Across these renewals, value and choice remain central. Each refreshed Foodhall carries around 450 new and upgraded seasonal products, alongside the Remarksable Value everyday range and Bigger Pack Better Value lines, both designed to help family budgets go further. The enlarged bakeries and coffee counters make visits more experiential while keeping pace and convenience front and centre.
The wider programme signals how M&S intends to shape its estate for growth: a network of roughly 420 bigger, fresher Food stores and a more productive group of 180 full-line locations, with about half of the estate expected to be in renewal format by 2027/28. This sits alongside a separate national investment in 12 store renewals this year, 16 new openings and nine extensions backed by £300m.

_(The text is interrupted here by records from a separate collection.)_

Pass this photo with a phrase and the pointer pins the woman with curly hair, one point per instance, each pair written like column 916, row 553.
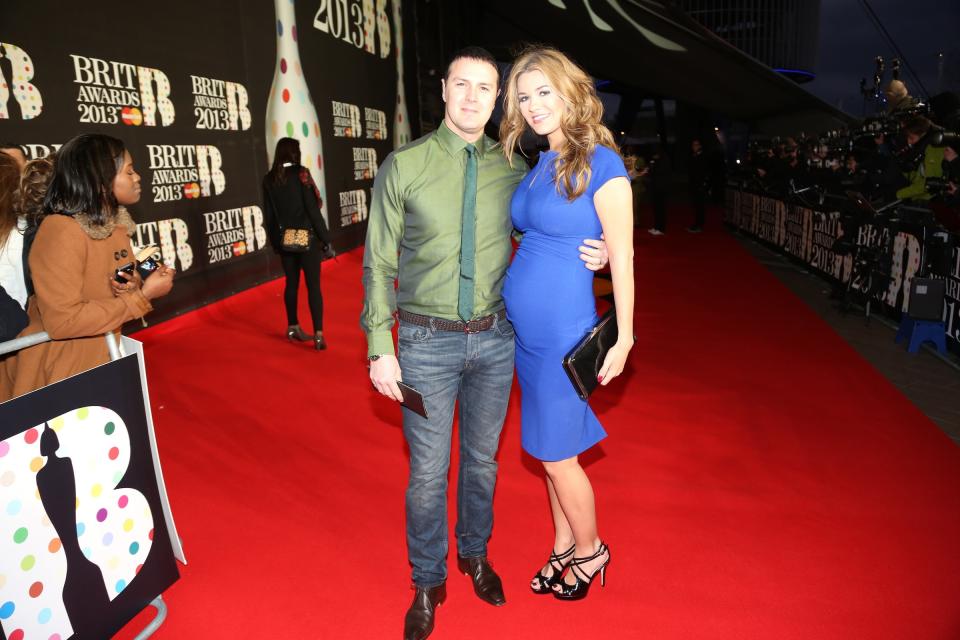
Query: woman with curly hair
column 578, row 188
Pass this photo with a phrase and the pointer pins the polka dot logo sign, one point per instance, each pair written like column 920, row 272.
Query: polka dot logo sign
column 18, row 86
column 220, row 105
column 112, row 92
column 112, row 526
column 175, row 169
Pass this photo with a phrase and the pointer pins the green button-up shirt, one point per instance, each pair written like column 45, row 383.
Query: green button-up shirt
column 413, row 232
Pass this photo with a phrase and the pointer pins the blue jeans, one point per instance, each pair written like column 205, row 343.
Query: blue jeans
column 477, row 370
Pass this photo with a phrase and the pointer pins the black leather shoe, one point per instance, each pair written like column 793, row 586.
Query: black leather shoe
column 418, row 623
column 486, row 582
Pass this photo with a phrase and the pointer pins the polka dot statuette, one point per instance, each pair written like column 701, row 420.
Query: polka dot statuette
column 290, row 110
column 401, row 122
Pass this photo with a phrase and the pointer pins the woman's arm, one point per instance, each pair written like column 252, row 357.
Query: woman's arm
column 614, row 203
column 313, row 203
column 59, row 265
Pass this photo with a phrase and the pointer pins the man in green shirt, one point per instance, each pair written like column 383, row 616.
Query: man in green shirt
column 440, row 225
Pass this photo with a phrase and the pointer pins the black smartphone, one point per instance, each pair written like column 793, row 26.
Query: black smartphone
column 127, row 269
column 412, row 399
column 148, row 266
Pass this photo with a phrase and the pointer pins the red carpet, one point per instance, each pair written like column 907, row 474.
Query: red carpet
column 760, row 480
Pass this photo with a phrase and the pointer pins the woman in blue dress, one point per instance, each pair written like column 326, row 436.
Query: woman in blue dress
column 578, row 189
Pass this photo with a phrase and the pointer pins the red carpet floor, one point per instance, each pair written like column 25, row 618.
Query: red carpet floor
column 760, row 480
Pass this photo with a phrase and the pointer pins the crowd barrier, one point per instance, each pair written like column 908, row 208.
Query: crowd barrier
column 808, row 235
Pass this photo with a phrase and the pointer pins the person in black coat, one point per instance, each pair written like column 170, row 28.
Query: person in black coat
column 13, row 319
column 292, row 201
column 658, row 185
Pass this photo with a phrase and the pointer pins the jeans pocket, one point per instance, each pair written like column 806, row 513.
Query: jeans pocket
column 505, row 328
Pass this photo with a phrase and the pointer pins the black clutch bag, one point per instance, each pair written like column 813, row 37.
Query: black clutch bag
column 583, row 362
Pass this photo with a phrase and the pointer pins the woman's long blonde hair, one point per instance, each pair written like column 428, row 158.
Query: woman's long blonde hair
column 581, row 124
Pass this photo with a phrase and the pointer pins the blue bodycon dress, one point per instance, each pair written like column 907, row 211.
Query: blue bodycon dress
column 549, row 297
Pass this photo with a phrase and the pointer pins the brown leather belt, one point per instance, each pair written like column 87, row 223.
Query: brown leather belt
column 473, row 326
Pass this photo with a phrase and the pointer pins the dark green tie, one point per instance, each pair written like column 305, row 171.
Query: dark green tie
column 468, row 234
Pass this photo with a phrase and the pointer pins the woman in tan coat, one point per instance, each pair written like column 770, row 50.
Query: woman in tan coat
column 81, row 242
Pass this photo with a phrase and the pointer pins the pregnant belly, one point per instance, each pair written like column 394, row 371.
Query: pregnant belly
column 548, row 295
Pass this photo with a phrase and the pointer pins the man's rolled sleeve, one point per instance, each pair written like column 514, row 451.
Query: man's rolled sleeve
column 381, row 259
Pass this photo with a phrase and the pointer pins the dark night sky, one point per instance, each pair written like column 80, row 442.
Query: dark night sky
column 849, row 42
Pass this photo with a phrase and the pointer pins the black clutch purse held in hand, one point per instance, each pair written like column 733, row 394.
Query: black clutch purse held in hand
column 584, row 361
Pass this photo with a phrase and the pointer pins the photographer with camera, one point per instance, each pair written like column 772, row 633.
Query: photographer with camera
column 919, row 160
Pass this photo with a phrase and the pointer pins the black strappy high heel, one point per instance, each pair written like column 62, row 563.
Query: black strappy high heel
column 579, row 589
column 556, row 563
column 295, row 333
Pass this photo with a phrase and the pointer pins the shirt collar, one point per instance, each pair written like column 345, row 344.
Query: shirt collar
column 454, row 144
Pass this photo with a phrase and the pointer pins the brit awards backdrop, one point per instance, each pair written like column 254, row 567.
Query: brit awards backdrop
column 200, row 93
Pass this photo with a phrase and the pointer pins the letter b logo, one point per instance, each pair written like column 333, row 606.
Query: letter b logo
column 26, row 94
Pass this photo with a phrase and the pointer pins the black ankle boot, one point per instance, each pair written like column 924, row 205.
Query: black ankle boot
column 418, row 623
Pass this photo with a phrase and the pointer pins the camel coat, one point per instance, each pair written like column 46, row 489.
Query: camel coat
column 72, row 262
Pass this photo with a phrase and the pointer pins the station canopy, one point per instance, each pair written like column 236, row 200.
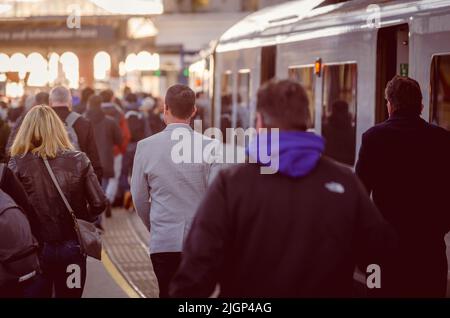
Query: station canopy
column 13, row 9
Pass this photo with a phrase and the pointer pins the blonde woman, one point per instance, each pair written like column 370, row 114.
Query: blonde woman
column 42, row 135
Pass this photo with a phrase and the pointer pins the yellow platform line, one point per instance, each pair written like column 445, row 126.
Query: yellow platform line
column 118, row 277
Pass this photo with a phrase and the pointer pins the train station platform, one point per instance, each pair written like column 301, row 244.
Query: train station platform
column 126, row 270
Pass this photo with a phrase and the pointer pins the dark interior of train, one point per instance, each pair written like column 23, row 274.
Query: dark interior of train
column 391, row 60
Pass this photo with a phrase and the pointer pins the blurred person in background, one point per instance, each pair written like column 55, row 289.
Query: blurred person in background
column 156, row 117
column 107, row 134
column 112, row 109
column 139, row 129
column 42, row 135
column 80, row 130
column 4, row 131
column 404, row 164
column 16, row 109
column 81, row 107
column 40, row 98
column 165, row 193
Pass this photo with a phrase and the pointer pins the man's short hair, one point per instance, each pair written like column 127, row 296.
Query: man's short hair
column 61, row 96
column 404, row 94
column 107, row 95
column 131, row 98
column 284, row 104
column 180, row 99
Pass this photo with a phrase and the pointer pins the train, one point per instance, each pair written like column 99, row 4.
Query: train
column 343, row 52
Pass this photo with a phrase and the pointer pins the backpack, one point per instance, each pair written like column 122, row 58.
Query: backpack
column 68, row 123
column 18, row 248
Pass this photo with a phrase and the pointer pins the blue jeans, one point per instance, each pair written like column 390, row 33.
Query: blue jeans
column 63, row 267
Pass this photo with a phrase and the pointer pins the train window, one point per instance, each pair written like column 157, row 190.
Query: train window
column 226, row 101
column 339, row 111
column 440, row 91
column 243, row 98
column 305, row 76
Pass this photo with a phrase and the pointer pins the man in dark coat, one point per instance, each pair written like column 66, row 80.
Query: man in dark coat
column 61, row 101
column 296, row 232
column 404, row 163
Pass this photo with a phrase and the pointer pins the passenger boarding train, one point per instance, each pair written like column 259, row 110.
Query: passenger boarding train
column 343, row 54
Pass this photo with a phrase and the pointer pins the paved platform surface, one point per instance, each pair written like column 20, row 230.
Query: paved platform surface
column 100, row 283
column 126, row 269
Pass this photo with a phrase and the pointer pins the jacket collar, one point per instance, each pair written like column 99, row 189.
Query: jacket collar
column 171, row 127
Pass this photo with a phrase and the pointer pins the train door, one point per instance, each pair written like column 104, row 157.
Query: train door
column 392, row 59
column 268, row 61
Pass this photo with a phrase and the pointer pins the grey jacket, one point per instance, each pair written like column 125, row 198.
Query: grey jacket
column 166, row 192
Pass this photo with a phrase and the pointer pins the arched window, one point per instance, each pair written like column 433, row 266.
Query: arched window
column 102, row 65
column 70, row 67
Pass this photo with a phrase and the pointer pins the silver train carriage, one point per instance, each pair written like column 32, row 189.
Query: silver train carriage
column 342, row 52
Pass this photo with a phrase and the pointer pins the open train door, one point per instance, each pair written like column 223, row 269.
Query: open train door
column 392, row 59
column 268, row 61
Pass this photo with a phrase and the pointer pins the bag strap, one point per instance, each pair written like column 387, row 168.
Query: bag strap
column 61, row 194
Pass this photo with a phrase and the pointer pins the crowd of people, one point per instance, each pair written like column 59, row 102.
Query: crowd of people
column 299, row 232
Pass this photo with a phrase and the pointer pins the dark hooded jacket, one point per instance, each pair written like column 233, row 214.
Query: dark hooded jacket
column 298, row 232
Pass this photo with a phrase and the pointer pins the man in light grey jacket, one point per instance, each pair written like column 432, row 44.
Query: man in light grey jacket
column 169, row 180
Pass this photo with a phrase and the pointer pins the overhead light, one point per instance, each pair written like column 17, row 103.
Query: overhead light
column 131, row 7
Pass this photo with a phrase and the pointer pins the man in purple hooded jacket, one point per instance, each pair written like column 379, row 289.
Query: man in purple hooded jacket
column 297, row 232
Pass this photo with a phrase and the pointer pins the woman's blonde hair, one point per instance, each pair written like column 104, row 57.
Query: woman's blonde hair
column 41, row 133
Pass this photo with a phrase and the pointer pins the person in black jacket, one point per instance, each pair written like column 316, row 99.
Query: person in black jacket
column 81, row 108
column 40, row 98
column 297, row 230
column 404, row 163
column 42, row 135
column 107, row 134
column 61, row 101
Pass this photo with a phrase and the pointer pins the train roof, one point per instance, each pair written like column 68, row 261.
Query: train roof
column 306, row 19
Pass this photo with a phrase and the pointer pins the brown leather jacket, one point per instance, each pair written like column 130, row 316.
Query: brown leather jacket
column 77, row 180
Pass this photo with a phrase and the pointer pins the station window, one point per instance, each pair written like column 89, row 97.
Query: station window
column 226, row 101
column 339, row 111
column 305, row 76
column 243, row 98
column 440, row 91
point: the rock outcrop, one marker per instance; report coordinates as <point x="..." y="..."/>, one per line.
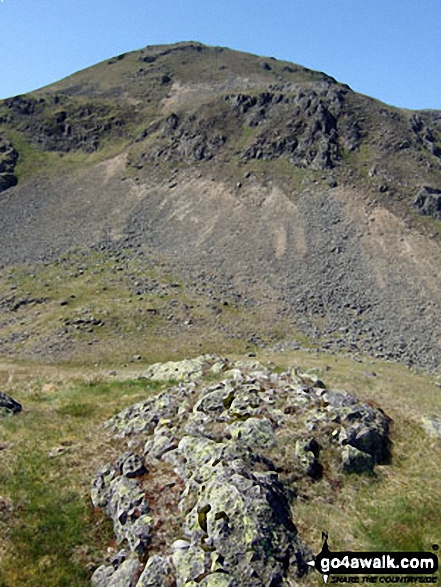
<point x="8" y="161"/>
<point x="8" y="406"/>
<point x="221" y="451"/>
<point x="428" y="202"/>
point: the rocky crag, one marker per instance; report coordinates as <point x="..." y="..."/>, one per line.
<point x="204" y="492"/>
<point x="241" y="171"/>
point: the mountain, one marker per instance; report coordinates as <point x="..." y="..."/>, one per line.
<point x="185" y="195"/>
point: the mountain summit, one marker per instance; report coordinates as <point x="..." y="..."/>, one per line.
<point x="271" y="191"/>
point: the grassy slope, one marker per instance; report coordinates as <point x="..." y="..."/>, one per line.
<point x="53" y="537"/>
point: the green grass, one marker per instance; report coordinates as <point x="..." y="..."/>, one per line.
<point x="53" y="533"/>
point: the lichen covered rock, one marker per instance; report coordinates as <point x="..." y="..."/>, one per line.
<point x="223" y="450"/>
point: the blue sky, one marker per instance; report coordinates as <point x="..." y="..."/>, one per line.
<point x="388" y="49"/>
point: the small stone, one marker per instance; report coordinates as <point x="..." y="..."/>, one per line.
<point x="356" y="461"/>
<point x="8" y="405"/>
<point x="432" y="425"/>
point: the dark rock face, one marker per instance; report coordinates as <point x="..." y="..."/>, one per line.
<point x="233" y="523"/>
<point x="8" y="161"/>
<point x="428" y="202"/>
<point x="8" y="405"/>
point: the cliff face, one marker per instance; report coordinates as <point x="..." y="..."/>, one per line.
<point x="246" y="173"/>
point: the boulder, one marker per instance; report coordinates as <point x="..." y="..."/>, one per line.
<point x="216" y="451"/>
<point x="432" y="425"/>
<point x="428" y="202"/>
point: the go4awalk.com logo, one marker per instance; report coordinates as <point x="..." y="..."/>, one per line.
<point x="395" y="567"/>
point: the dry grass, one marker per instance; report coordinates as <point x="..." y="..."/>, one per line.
<point x="52" y="535"/>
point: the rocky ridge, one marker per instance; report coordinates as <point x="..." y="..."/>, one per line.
<point x="203" y="494"/>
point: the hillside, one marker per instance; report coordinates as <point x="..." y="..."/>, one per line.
<point x="234" y="263"/>
<point x="318" y="205"/>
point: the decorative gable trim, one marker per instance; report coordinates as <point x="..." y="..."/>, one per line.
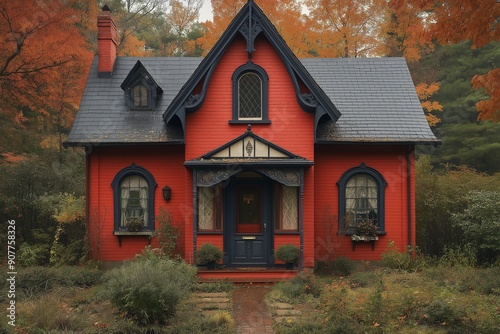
<point x="251" y="22"/>
<point x="138" y="75"/>
<point x="249" y="149"/>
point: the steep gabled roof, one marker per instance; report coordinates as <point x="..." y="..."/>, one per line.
<point x="377" y="99"/>
<point x="140" y="73"/>
<point x="251" y="22"/>
<point x="376" y="96"/>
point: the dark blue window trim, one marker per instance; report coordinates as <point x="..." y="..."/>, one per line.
<point x="250" y="67"/>
<point x="381" y="185"/>
<point x="129" y="171"/>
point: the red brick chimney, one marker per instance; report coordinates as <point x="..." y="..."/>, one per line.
<point x="106" y="42"/>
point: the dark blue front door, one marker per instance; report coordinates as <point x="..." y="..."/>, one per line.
<point x="247" y="224"/>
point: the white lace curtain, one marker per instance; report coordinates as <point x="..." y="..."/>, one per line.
<point x="361" y="198"/>
<point x="289" y="208"/>
<point x="131" y="184"/>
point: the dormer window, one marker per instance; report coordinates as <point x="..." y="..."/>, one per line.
<point x="250" y="94"/>
<point x="140" y="96"/>
<point x="141" y="90"/>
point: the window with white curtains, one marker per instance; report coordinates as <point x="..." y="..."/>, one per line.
<point x="134" y="200"/>
<point x="361" y="200"/>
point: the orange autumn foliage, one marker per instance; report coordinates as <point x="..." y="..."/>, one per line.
<point x="404" y="29"/>
<point x="347" y="28"/>
<point x="44" y="58"/>
<point x="284" y="14"/>
<point x="452" y="21"/>
<point x="489" y="109"/>
<point x="424" y="92"/>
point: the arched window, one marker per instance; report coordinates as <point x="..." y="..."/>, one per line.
<point x="250" y="94"/>
<point x="249" y="97"/>
<point x="361" y="199"/>
<point x="134" y="199"/>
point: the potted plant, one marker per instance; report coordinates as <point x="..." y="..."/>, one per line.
<point x="365" y="231"/>
<point x="135" y="224"/>
<point x="367" y="228"/>
<point x="209" y="255"/>
<point x="288" y="253"/>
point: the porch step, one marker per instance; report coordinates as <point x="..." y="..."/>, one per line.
<point x="247" y="275"/>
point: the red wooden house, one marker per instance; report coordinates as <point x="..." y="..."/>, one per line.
<point x="249" y="148"/>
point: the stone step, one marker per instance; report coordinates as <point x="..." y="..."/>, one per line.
<point x="282" y="306"/>
<point x="288" y="312"/>
<point x="212" y="306"/>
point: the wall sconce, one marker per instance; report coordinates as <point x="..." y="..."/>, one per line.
<point x="167" y="193"/>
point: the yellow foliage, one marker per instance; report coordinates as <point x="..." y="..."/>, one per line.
<point x="424" y="92"/>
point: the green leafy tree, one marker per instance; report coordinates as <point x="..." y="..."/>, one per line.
<point x="439" y="194"/>
<point x="480" y="223"/>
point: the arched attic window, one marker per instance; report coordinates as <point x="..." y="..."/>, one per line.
<point x="140" y="97"/>
<point x="250" y="94"/>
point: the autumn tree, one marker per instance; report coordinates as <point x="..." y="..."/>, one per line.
<point x="39" y="44"/>
<point x="286" y="15"/>
<point x="347" y="28"/>
<point x="424" y="92"/>
<point x="449" y="21"/>
<point x="182" y="18"/>
<point x="403" y="30"/>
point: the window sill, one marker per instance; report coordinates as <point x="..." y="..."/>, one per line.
<point x="249" y="121"/>
<point x="209" y="232"/>
<point x="121" y="234"/>
<point x="363" y="238"/>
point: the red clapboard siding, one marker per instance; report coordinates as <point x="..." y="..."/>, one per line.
<point x="165" y="163"/>
<point x="331" y="163"/>
<point x="291" y="127"/>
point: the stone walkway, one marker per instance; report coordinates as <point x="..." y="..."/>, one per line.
<point x="250" y="311"/>
<point x="248" y="308"/>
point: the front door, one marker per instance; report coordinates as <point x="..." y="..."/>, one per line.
<point x="248" y="228"/>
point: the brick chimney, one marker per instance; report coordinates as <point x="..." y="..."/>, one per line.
<point x="106" y="42"/>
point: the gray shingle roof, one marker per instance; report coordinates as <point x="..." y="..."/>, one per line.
<point x="104" y="116"/>
<point x="376" y="97"/>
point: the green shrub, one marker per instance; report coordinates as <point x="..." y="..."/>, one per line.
<point x="81" y="276"/>
<point x="215" y="286"/>
<point x="343" y="266"/>
<point x="480" y="223"/>
<point x="411" y="259"/>
<point x="32" y="281"/>
<point x="459" y="256"/>
<point x="166" y="233"/>
<point x="288" y="253"/>
<point x="208" y="253"/>
<point x="149" y="288"/>
<point x="363" y="279"/>
<point x="33" y="255"/>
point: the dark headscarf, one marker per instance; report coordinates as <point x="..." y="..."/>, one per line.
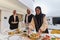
<point x="39" y="19"/>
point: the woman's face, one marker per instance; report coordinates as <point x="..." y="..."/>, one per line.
<point x="37" y="11"/>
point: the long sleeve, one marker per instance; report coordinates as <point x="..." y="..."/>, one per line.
<point x="32" y="24"/>
<point x="44" y="25"/>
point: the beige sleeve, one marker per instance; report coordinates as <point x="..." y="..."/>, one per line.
<point x="45" y="24"/>
<point x="32" y="24"/>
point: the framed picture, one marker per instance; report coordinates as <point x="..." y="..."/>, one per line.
<point x="20" y="17"/>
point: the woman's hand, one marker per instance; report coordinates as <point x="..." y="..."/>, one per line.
<point x="39" y="32"/>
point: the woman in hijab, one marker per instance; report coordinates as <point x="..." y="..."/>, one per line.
<point x="39" y="22"/>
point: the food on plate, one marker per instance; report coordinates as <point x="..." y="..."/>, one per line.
<point x="34" y="35"/>
<point x="46" y="37"/>
<point x="55" y="32"/>
<point x="17" y="31"/>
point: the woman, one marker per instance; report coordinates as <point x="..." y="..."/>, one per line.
<point x="39" y="22"/>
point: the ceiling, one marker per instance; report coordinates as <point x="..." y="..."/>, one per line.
<point x="53" y="6"/>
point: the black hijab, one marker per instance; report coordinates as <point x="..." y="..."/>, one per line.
<point x="39" y="19"/>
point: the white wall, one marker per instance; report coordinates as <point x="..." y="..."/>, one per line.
<point x="7" y="6"/>
<point x="28" y="3"/>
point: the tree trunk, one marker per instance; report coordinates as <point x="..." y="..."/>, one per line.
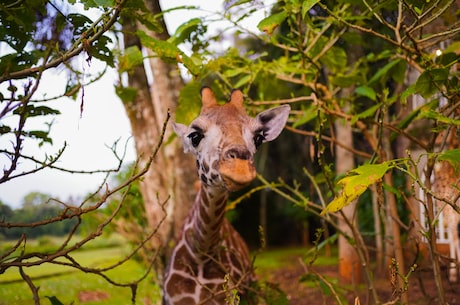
<point x="350" y="271"/>
<point x="393" y="230"/>
<point x="167" y="188"/>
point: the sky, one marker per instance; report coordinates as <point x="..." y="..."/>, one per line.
<point x="88" y="134"/>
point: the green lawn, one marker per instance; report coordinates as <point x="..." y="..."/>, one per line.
<point x="69" y="284"/>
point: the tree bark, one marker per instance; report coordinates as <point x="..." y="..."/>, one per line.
<point x="167" y="188"/>
<point x="350" y="271"/>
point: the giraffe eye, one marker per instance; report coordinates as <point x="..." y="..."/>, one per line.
<point x="258" y="139"/>
<point x="195" y="138"/>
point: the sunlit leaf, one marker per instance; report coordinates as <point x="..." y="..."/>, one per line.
<point x="430" y="81"/>
<point x="439" y="117"/>
<point x="308" y="5"/>
<point x="366" y="91"/>
<point x="355" y="183"/>
<point x="365" y="114"/>
<point x="126" y="94"/>
<point x="269" y="24"/>
<point x="132" y="57"/>
<point x="452" y="156"/>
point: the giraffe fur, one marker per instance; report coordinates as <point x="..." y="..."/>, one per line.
<point x="210" y="254"/>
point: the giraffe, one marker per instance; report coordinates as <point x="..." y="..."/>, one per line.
<point x="446" y="185"/>
<point x="210" y="253"/>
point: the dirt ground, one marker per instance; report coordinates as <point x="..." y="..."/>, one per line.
<point x="421" y="289"/>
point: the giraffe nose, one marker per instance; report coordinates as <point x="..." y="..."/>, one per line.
<point x="238" y="153"/>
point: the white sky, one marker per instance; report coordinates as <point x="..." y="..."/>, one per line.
<point x="102" y="123"/>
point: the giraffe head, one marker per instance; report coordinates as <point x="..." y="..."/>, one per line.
<point x="224" y="138"/>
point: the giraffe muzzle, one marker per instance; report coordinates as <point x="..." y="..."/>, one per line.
<point x="237" y="173"/>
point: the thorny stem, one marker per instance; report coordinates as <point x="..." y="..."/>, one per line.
<point x="24" y="259"/>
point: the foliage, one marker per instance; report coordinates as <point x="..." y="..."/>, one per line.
<point x="385" y="68"/>
<point x="36" y="207"/>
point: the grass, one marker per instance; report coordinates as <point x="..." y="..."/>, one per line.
<point x="277" y="258"/>
<point x="68" y="284"/>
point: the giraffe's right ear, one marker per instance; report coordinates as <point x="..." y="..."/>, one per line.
<point x="179" y="129"/>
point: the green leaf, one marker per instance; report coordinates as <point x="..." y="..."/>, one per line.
<point x="408" y="92"/>
<point x="439" y="117"/>
<point x="131" y="58"/>
<point x="367" y="92"/>
<point x="54" y="300"/>
<point x="355" y="183"/>
<point x="307" y="5"/>
<point x="126" y="94"/>
<point x="33" y="111"/>
<point x="365" y="114"/>
<point x="189" y="103"/>
<point x="269" y="24"/>
<point x="168" y="51"/>
<point x="452" y="156"/>
<point x="382" y="74"/>
<point x="430" y="81"/>
<point x="185" y="30"/>
<point x="309" y="114"/>
<point x="335" y="59"/>
<point x="243" y="81"/>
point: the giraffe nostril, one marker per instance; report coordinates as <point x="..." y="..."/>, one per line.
<point x="238" y="153"/>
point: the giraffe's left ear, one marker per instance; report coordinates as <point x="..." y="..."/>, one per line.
<point x="179" y="129"/>
<point x="273" y="121"/>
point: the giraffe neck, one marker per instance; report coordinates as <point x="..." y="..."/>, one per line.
<point x="202" y="230"/>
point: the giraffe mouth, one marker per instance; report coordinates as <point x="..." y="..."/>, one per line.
<point x="237" y="173"/>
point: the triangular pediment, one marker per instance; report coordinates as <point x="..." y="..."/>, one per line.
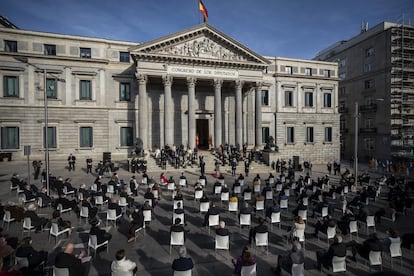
<point x="201" y="43"/>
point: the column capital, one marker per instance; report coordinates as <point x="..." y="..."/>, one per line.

Sustainability is threaded through the upgrades. New formats lean into energy-efficient systems and low-carbon fit-out choices, with produce ranges highlighting partnerships with Select Farm growers across the UK. The aim is to balance an elevated in-store experience with tangible progress against Plan A goals.
From the West End to regional centres, the direction of travel is clear: larger, more welcoming Foodhalls, sharper value, and modern environments that support the weekly shop and occasion-led browsing alike. With further renewals and openings scheduled, M&S is signalling confidence in the future of its stores—and in the customers who use them.
Also in the pipeline: a £340m automated National Distribution Centre
M&S has announced a landmark investment in a 1.3m sq ft automated food hub at Daventry International Rail Freight Terminal, targeted to achieve BREEAM Outstanding when it opens in 2029. The site will boost capacity, improve on-shelf availability and reduce cost-to-serve, supporting the accelerated store rotation and renewal programme nationwide.